Possibly because of my seat (very close to the players) there were problems with balances throughout, although most of the pieces were played with a hard-pressed urgency that ran counter to any sense of developing a line through them. Plus, the judgement in having something played simply because ClasicFM’s listeners voted for it was undermined by it being Samuel Barber’s Adagio for Strings, which when heard after Vaughan Williams’s Tallis Fantasia – albeit separated by an interval – made for an oddly-constructed programme.
The choice of Mozart was apt: The Academy having had its greatest success (recording-wise) with the soundtrack to Miloš Forman’s film of Peter Shaffer’s play Amadeus, music that was recorded before a frame of the movie had been shot – “a most agreeable way of doing things”, said Sir Neville. The Overture to The Marriage of Figaro highlighted from the off the problematic control of dynamics, with violins covering the details of other instruments, although this was most noticeable in the Vaughan Williams, where the second string orchestra was barely audible. When heard, the violas demonstrated the sweetest and most agreeable sound. A pedestrian tempo continued from the VW to the Barber, which ensured that the latter’s wrenching climax was underplayed.
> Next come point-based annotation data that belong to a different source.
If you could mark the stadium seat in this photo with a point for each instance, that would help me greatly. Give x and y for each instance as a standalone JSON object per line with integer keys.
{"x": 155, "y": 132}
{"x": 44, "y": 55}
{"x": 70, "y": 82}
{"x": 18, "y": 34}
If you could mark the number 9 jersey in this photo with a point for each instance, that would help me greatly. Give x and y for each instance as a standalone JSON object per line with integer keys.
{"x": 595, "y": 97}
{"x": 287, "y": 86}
Mozart’s ‘little G minor’ Symphony set off to a pounding pace and revelled in its Sturm und Drang style. There was finesse, too, again from violas, but horns were tricky to discern. The calm of the Minuet’s trio was a tonic, oboes, bassoon and horn complementing each other beautifully, but otherwise this was a rather relentless and breathless affair. My score has the finale ranging from p to f with only the final two notes being ff; would that have been heard here, as well as the pp in the opening movement.
There was an encore, the finale of Mozart’s Symphony in G (No.15, K124), which was dispatched in sprightly style. Mellor suggested that Sir Neville Marriner is someone that Britain should be proud of. I salute that sentiment.